Chemin faisant, nous découvrons les idées les moins heureuses du bouquin. Les tentatives de discrédit d'une science dangereuse pour l'art et agressive à son encontre. Tarkovski nous y sert le discours d'une science aride, et créatrice de stérilité spirituelle. Si un tel brouet est à sa place dans la bouche d'un Russe dont le pays a été seriné de dialectique historique, et qui lui-même a revêtu la robe de l'austère ermite, il est particulièrement malvenu dans un discours sur le cinéma qui est l'art le plus déterminé par la technique - en tout cas au niveau de ses moyens de fabrication (et non dans l'élaboration de sa théorie). C'est donc peu ou prou le fils qui tente de tuer le père, dans un amalgame entre le discours scientiste en vigueur en URSS à l'époque et l'épopée de la technique conquérante, libérant petit à petit tous les potentiels artistiques contenus dans le cinéma. Cette rébellion parricide explique que je ne lui accorde pas la note maximale.

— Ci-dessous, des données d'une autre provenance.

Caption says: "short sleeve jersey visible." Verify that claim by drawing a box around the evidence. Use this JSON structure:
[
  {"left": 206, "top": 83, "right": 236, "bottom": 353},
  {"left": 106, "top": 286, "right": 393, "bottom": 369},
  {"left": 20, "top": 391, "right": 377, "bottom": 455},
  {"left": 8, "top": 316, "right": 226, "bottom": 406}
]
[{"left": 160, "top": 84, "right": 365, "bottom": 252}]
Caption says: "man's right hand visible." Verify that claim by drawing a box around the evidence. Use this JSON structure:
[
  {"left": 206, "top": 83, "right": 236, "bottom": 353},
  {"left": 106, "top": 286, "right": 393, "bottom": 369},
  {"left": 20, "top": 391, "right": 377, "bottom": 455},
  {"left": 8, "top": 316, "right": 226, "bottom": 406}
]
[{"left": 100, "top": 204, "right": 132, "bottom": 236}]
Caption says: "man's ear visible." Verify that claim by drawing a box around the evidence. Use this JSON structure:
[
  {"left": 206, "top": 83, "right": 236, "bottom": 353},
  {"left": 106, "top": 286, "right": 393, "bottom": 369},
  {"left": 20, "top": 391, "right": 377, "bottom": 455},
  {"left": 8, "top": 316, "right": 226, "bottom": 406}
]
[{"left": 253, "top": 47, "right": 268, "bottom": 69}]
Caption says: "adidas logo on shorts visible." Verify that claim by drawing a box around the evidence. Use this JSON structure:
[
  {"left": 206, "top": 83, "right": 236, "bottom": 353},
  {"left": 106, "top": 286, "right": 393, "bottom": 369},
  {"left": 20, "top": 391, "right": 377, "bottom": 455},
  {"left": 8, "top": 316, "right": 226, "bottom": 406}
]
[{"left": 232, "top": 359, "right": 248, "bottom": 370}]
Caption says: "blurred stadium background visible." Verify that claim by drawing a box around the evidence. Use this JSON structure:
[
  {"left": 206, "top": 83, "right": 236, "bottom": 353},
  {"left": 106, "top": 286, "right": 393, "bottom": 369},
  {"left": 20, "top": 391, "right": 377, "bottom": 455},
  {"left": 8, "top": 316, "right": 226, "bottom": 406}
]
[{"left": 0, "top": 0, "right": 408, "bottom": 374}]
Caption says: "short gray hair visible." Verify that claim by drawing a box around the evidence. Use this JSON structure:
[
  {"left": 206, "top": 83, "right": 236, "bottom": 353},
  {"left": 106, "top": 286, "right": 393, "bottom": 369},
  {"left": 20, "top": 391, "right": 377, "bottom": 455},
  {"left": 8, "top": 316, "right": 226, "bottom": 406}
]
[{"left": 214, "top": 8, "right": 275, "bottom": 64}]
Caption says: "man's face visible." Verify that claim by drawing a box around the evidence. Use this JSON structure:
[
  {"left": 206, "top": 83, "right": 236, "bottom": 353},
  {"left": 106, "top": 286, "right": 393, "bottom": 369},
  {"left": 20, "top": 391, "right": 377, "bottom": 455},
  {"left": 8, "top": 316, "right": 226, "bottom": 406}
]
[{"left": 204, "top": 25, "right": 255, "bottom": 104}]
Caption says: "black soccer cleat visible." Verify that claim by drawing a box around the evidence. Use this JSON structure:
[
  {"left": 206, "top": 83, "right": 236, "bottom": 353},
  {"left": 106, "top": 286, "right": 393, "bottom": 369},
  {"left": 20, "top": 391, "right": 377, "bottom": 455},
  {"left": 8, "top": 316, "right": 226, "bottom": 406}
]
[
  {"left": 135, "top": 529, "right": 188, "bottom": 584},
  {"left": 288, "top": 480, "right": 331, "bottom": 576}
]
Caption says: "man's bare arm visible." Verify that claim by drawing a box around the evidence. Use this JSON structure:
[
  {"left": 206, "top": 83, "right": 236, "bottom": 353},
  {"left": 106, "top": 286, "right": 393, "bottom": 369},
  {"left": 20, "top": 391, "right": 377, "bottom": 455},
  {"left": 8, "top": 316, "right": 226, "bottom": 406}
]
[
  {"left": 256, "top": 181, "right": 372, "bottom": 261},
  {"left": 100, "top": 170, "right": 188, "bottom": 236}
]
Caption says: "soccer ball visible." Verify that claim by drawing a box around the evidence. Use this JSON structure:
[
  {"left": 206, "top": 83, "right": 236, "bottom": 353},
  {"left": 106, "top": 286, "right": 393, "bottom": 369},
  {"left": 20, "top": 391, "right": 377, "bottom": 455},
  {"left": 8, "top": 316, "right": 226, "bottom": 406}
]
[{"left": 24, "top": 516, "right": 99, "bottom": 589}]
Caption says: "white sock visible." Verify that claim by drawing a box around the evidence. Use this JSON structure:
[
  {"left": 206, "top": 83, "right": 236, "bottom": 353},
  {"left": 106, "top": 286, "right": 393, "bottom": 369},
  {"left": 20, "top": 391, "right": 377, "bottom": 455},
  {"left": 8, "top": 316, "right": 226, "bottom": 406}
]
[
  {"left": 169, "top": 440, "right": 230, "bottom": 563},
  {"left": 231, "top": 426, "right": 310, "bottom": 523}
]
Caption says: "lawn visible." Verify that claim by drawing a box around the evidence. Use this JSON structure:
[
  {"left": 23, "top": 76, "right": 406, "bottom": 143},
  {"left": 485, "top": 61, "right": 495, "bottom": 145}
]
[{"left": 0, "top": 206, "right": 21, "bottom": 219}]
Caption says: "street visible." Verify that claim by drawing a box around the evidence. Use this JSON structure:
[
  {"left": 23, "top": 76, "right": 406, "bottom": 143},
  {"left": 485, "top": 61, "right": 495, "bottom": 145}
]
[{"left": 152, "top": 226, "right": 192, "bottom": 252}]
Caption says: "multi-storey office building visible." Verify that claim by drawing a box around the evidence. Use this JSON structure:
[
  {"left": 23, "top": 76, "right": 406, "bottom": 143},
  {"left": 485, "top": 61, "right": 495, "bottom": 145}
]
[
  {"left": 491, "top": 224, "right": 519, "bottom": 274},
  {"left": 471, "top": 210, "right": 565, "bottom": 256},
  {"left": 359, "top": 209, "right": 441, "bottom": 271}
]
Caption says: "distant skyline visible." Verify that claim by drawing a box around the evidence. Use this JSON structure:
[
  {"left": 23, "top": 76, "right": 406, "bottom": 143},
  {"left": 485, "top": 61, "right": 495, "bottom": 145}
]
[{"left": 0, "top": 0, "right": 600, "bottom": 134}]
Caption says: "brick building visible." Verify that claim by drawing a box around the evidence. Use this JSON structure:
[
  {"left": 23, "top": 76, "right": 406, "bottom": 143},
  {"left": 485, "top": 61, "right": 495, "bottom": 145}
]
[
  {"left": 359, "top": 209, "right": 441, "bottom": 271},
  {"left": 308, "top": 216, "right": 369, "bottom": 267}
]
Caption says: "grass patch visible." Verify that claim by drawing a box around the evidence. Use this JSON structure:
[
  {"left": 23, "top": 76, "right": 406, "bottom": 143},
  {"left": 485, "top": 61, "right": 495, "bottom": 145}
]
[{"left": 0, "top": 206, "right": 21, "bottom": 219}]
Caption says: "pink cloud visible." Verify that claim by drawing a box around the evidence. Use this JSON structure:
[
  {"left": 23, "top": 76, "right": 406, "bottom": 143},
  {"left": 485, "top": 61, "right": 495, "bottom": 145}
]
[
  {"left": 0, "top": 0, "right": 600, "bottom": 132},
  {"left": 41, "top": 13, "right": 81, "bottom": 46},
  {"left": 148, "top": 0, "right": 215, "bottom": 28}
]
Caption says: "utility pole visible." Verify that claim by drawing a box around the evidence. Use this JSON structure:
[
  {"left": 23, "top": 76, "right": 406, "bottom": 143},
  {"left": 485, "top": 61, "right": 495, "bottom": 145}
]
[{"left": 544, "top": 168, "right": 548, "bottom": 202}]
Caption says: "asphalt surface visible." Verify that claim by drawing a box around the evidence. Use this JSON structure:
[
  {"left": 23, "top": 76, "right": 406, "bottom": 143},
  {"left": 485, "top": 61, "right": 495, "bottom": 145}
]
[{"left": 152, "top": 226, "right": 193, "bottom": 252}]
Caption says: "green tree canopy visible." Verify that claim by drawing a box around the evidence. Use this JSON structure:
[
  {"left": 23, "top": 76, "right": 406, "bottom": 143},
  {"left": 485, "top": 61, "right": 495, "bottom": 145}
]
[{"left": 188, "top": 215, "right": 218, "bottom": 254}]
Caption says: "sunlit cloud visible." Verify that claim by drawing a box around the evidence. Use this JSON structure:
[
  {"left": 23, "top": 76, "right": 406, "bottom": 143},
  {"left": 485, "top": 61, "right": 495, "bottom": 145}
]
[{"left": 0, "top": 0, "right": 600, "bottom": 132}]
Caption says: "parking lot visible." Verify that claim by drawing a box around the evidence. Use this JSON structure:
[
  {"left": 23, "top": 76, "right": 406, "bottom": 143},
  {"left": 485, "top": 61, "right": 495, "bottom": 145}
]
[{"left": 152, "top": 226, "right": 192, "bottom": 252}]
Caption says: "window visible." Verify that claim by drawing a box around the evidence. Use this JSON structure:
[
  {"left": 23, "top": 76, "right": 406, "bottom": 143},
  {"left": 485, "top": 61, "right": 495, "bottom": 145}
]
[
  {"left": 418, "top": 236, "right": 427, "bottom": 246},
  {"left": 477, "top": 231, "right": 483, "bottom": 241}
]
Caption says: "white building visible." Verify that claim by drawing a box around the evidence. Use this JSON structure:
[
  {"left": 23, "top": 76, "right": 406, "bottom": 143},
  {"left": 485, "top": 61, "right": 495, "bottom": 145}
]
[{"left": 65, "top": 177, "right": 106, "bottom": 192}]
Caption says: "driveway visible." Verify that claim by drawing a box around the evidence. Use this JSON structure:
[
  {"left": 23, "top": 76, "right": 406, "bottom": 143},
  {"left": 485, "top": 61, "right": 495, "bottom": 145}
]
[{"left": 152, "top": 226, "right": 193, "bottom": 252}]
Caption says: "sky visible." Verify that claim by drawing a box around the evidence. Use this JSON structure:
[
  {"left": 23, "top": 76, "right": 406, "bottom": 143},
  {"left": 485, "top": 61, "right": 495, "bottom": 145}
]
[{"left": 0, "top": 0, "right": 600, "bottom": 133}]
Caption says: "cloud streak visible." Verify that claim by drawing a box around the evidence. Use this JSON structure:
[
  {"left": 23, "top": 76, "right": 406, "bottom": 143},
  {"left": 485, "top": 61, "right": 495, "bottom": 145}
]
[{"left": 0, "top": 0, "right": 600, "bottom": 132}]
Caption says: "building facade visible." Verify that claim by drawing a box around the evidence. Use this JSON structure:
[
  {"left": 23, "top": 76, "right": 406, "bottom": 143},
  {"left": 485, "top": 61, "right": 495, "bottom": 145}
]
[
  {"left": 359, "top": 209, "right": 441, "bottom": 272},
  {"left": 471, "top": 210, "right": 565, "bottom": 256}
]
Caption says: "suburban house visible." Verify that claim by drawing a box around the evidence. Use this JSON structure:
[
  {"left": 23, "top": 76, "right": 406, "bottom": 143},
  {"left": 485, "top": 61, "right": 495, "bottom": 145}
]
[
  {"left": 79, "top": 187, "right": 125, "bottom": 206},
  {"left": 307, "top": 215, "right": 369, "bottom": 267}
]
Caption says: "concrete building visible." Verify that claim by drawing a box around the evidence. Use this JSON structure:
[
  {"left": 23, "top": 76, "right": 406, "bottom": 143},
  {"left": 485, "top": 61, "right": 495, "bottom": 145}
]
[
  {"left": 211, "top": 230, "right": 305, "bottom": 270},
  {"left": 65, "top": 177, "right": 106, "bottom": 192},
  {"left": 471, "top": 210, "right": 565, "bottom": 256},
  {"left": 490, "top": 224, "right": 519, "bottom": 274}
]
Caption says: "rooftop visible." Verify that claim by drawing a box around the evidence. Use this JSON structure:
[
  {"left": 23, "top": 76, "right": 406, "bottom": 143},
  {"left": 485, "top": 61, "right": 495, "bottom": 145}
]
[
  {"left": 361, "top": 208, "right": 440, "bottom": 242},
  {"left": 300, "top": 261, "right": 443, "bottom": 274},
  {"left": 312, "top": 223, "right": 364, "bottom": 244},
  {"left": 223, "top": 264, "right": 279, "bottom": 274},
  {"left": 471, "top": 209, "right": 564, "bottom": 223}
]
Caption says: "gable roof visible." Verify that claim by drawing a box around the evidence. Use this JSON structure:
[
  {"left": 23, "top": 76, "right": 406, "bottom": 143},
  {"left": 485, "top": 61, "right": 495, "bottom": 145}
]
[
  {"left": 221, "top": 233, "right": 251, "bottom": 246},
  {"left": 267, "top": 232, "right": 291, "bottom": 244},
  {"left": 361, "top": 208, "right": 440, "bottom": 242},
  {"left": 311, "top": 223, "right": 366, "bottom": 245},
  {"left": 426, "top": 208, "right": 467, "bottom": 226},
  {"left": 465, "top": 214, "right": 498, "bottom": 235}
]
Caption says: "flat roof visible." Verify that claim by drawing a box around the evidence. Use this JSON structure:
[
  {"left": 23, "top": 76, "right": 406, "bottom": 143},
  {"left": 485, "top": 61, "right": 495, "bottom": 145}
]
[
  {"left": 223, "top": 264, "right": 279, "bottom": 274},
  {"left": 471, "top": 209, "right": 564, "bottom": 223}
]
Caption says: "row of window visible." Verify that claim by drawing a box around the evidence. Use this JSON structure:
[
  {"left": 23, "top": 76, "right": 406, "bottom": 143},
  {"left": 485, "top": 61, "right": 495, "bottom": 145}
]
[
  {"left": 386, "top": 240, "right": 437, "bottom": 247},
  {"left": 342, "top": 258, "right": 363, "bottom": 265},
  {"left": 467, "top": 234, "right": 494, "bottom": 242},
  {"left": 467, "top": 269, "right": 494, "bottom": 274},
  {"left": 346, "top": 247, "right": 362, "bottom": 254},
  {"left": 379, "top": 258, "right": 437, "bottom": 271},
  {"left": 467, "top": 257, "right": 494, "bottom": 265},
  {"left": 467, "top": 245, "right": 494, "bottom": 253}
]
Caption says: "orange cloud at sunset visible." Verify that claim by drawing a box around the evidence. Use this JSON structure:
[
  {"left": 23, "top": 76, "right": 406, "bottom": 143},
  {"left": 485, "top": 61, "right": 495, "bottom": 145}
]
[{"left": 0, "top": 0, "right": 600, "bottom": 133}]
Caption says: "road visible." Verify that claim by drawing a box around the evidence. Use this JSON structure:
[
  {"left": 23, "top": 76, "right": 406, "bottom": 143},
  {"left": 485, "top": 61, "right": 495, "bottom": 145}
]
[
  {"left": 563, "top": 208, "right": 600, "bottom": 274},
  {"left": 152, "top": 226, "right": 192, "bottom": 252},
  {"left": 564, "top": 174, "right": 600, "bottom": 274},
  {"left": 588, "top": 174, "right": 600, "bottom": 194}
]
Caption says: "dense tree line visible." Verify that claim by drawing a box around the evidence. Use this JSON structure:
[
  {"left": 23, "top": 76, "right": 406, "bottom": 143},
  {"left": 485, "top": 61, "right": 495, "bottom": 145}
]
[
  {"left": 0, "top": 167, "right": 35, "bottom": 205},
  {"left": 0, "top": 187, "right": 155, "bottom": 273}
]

A cette petite incohérence près, Tarkovski explore toutes les étapes de la conception du film, en y livrant sa théorie, les principes qui ont conduit ses actions. Il y ébauche un début d'éthique du cinéaste : en prenant exemple sur sa propre expérience. Il a porté en lui les contradictions que ses convictions extrêmes n'ont pas manqué de susciter : il admet lui-même n'avoir pas pu toujours suivre les principes qu'il énonce. Son oeuvre n'en est cependant que plus intéressante : car elle s'extrait de son cadre historique et séculier et vient se poser dans le cours de l'histoire du cinéma comme on jette une pierre dans une rivière pour en modifier l'écoulement.
Si tu es cinéphage, consommateur de films et Netflix est ton ataraxie, passe ton chemin. Mais si tu aimes le cinéma, que tu veux toi-même un jour produire le tien, alors ne passe pas un jour de plus sans commencer la lecture du Temps scellé.